I think this would count.
Text to video
examples are 5-10 seconds long
Can take any text as imput
Yeah, this should have been resolved “Yes” before the prediction contest even started. This very clearly counts for the resolution criteria as stated, these videos are 10 seconds long and generated from arbitrary prompts.
The only remaining uncertainty is whether Scott’s going to say “lol this one isn’t good enough” for some incoherent reason.

@MichaelRobertson that's not a production service tho. It might be in the future but I cannot sign up and create video (currently) like one can sign up for DALL-E and create images.

@Kronopath you are seeing Meta AI's cherry picked results on that web page. You cannot use this as a service making it very different from DALL-E
@21eleven Doesn’t matter, none of that is in the resolution criteria. All that’s required is if someone “credibly announces the existence of [such] an AI […] and provides examples”. No need for this to become a production service or provide non-cherry-picked examples.

You know this market is high on hopium bc it is above the image compositionality related market.:
https://manifold.markets/ACXBot/41-will-an-image-model-win-scott-al?r=MjFlbGV2ZW4

@PhilWheatley That’s cool. But why does it say google when they don’t work at google??

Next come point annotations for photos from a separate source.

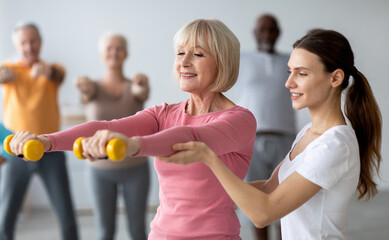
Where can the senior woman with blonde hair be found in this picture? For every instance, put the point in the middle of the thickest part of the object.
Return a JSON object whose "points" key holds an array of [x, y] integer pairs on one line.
{"points": [[193, 205]]}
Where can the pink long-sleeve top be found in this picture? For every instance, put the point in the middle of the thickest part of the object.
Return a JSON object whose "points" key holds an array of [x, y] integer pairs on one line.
{"points": [[193, 204]]}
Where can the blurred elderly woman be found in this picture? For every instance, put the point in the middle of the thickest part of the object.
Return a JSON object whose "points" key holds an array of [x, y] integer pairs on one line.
{"points": [[114, 96], [193, 204]]}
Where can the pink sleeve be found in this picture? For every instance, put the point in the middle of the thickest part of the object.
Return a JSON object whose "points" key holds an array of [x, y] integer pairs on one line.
{"points": [[140, 124], [232, 132]]}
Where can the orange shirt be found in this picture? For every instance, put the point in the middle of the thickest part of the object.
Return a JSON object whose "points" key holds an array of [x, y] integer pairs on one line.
{"points": [[31, 104]]}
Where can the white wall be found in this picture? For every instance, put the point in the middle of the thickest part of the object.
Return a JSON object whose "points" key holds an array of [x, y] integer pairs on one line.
{"points": [[71, 28]]}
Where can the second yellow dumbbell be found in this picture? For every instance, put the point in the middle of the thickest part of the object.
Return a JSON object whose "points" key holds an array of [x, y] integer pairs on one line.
{"points": [[32, 149], [116, 149]]}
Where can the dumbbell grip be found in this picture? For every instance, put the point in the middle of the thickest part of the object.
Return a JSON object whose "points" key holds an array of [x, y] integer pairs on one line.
{"points": [[32, 149], [116, 149]]}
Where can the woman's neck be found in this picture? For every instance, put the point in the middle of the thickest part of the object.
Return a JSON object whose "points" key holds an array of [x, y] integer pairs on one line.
{"points": [[113, 76], [324, 120], [212, 102]]}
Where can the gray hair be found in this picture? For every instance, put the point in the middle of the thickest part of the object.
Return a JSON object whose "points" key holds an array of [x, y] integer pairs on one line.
{"points": [[24, 25], [109, 35]]}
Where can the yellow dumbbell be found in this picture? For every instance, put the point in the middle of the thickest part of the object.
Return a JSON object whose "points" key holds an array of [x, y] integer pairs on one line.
{"points": [[116, 149], [32, 149]]}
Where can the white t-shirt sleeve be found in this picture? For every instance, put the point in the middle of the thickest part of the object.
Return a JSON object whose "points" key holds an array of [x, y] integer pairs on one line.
{"points": [[326, 161]]}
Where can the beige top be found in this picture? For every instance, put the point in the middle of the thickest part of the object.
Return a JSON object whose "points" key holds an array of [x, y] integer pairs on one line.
{"points": [[103, 106]]}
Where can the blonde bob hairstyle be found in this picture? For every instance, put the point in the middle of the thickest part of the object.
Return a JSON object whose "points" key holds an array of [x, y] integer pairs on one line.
{"points": [[214, 37], [106, 36]]}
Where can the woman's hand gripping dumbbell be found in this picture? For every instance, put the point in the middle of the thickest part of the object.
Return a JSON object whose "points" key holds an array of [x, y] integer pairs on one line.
{"points": [[31, 149], [105, 144], [116, 149]]}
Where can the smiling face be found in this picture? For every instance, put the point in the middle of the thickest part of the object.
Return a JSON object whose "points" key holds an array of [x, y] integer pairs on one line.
{"points": [[28, 43], [309, 82], [195, 67], [114, 52]]}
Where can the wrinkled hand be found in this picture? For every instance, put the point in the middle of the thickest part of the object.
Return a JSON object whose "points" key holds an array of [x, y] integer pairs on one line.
{"points": [[20, 138], [6, 74], [95, 147], [190, 152], [40, 69]]}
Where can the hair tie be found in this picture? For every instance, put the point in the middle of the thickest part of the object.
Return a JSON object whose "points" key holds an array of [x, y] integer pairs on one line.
{"points": [[354, 71]]}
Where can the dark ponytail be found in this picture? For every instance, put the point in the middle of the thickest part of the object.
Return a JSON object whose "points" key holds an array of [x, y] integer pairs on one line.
{"points": [[363, 112], [361, 108]]}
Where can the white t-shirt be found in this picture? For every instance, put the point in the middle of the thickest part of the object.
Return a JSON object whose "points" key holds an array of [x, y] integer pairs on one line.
{"points": [[332, 162], [261, 89]]}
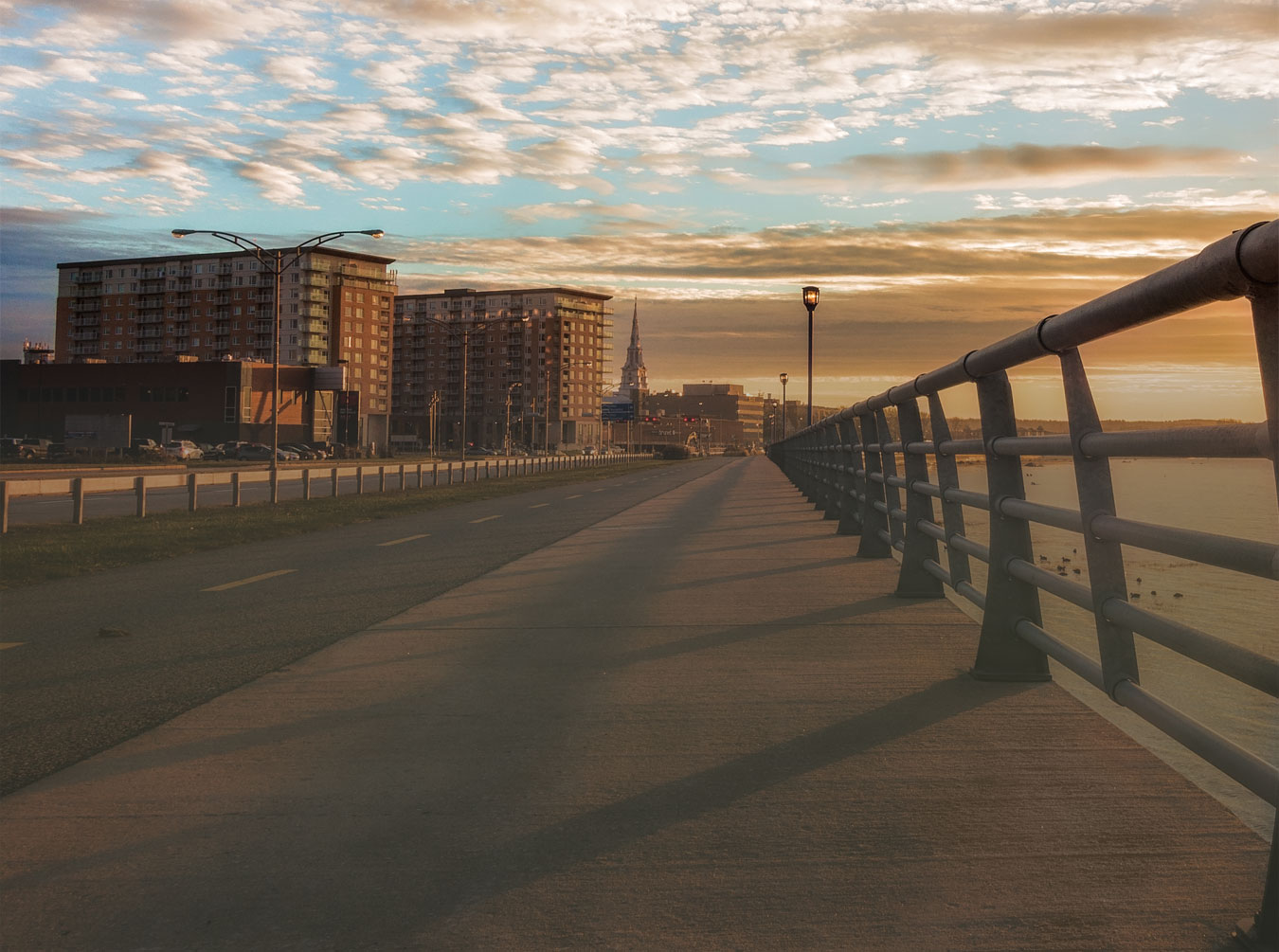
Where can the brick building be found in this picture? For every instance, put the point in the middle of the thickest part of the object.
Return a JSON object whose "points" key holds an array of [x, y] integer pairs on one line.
{"points": [[548, 349], [335, 307]]}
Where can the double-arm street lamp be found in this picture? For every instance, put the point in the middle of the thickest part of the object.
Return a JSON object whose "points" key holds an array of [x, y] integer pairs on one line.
{"points": [[508, 413], [783, 378], [810, 301], [463, 334], [273, 262]]}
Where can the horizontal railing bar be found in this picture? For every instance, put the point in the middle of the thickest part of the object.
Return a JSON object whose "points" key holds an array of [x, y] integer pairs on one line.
{"points": [[968, 447], [968, 547], [1055, 444], [979, 500], [1249, 769], [1076, 660], [1038, 512], [1228, 440], [1051, 583], [1237, 554], [1234, 660]]}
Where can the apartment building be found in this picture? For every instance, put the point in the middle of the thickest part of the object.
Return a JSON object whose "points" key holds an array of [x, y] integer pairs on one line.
{"points": [[335, 309], [545, 349]]}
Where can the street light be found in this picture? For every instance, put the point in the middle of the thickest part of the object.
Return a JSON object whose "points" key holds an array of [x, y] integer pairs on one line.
{"points": [[508, 413], [464, 335], [266, 259], [810, 301], [783, 378]]}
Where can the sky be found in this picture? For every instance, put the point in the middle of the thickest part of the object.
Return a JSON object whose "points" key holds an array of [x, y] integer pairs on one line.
{"points": [[946, 171]]}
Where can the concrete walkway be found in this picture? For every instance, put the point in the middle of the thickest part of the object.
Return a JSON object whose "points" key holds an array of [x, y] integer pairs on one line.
{"points": [[697, 725]]}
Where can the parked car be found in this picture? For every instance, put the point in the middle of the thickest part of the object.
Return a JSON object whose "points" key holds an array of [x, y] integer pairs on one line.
{"points": [[143, 447], [252, 451], [183, 449]]}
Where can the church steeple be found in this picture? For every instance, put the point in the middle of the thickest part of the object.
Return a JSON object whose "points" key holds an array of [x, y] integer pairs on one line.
{"points": [[635, 375]]}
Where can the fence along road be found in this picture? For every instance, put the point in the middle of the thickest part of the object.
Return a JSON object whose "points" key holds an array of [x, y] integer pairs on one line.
{"points": [[55, 498], [856, 465], [697, 723]]}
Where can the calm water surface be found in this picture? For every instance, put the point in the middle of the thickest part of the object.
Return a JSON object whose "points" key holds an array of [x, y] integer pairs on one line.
{"points": [[1234, 498]]}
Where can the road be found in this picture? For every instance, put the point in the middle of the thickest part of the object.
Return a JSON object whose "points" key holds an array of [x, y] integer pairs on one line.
{"points": [[90, 662]]}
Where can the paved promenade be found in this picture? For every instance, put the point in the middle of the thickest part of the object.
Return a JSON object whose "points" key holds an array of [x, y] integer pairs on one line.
{"points": [[700, 723]]}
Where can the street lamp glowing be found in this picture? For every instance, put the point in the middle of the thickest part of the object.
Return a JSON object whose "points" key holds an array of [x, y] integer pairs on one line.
{"points": [[810, 301]]}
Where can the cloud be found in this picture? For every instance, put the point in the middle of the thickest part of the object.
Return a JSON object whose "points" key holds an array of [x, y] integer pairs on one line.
{"points": [[997, 167]]}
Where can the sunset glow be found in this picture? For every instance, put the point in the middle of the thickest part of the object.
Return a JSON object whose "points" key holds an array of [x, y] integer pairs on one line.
{"points": [[948, 173]]}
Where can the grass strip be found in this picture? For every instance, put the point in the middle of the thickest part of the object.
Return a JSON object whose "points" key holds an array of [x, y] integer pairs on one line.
{"points": [[33, 554]]}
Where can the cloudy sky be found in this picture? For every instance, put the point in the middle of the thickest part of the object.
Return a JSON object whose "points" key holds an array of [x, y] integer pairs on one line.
{"points": [[946, 171]]}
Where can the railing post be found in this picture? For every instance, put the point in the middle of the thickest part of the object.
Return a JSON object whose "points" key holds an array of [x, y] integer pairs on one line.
{"points": [[850, 504], [948, 477], [1001, 656], [1107, 576], [888, 460], [874, 508], [914, 581]]}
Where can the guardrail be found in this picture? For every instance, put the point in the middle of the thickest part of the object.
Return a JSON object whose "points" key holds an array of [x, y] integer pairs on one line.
{"points": [[399, 476], [855, 469]]}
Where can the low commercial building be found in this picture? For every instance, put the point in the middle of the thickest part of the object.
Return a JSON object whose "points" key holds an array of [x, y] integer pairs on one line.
{"points": [[201, 401]]}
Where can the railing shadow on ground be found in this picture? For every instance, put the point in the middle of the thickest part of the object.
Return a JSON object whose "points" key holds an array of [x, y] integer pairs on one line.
{"points": [[856, 463]]}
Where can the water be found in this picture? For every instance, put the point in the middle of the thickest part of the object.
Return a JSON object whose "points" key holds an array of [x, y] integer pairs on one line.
{"points": [[1225, 496]]}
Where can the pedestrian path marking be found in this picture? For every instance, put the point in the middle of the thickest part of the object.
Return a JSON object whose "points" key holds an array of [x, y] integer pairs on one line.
{"points": [[255, 579], [405, 539]]}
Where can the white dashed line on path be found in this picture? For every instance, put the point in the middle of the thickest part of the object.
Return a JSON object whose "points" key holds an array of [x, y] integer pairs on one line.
{"points": [[249, 581], [405, 539]]}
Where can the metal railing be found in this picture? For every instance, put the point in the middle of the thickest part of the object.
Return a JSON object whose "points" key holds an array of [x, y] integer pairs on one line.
{"points": [[314, 481], [856, 463]]}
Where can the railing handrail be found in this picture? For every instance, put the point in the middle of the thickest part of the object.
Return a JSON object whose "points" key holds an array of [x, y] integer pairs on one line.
{"points": [[855, 467]]}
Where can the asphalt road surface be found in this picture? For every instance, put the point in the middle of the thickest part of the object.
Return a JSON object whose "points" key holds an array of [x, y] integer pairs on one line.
{"points": [[86, 663]]}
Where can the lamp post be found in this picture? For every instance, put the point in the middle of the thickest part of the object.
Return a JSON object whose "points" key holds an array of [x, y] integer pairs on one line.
{"points": [[810, 301], [508, 413], [273, 262], [783, 378], [464, 336]]}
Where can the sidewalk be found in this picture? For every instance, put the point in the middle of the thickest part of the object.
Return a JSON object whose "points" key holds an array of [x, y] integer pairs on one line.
{"points": [[697, 725]]}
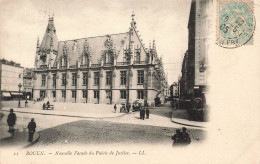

@PhilWheatley And for the record I absolutely think this is gonna happen. It just didn’t happen last April. Maybe this April though…
@BTE im not really sure why google is mentioned in the title and video, as its not mentioned in the paper: https://tuneavideo.github.io
sorry, dont have an answer for you.
@BTE @PhilWheatley This project was built on top of googles "Nerfies" project (https://github.com/google/nerfies). They haven't released their code yet, but if its just a custom data set they trained against, it would make sense to call it "Googles AI".

@PhilWheatley I don't think that counts as it requires an input video to style transfer onto where that style transfer is based on some user text. A DALL-E for videos would be based on a text prompt alone.
This should resolve True, here is a paper:
https://arxiv.org/abs/2204.03458
And here is an example:
https://video-diffusion.github.io/

@MichaelRobertson I can tell you for certain this is not going to resolve YES based on something published last April. Those videos are more like gifs than videos. As evidenced by the fact that they embedded dozens of them on a single webpage (though it still crashed almost immediately so somewhere between gif and video.

@PhilWheatley Is that a serious question? How many videos do you watch in a constant 3 second loop?

@PhilWheatley Dude, if it was a video they would call it a video instead of a gif. You aren’t going to convince me. And it’s irrelevant because, again, that paper was published last April. That clearly means @ScottAlexander doesn’t think gifs are videos and his opinion is the only one that matters.
@BTE ? are you serious? why do they call things gif's instead of pictures then? or why are some videos mpegs? if you are going to use a file format to define it then there are no pictures on the internet, only jpegs, gif's etc. no videos only avi, mpg's etc. and im not arguing in favour of that paper to be clear, just that gif and video are not distinct from each other, both are a slideshow of images.

Videos are a natural extension of images, and the constraint of having to be coherent over time means it's not so much more information, so YES seems understandable.
I think images have a closer semantic tie to the model than videos would, though; so it will be much harder to train good-quality videos. Something like Danbooru can have dozens of tags on an image, and most of them it's clear the specific section of image that "red ribbon" refers to.
There are some videos that would be easier(small variations on a single scene(like a butterfly flapping its wings in a loop), videos of 3D scenes with geometric shapes(like raytracing demos)), but if it means the DeepDream-style where you start with an image and repeatedly make it "look more like the prompt". I think those would struggle with videos that aren't just small variations on an image.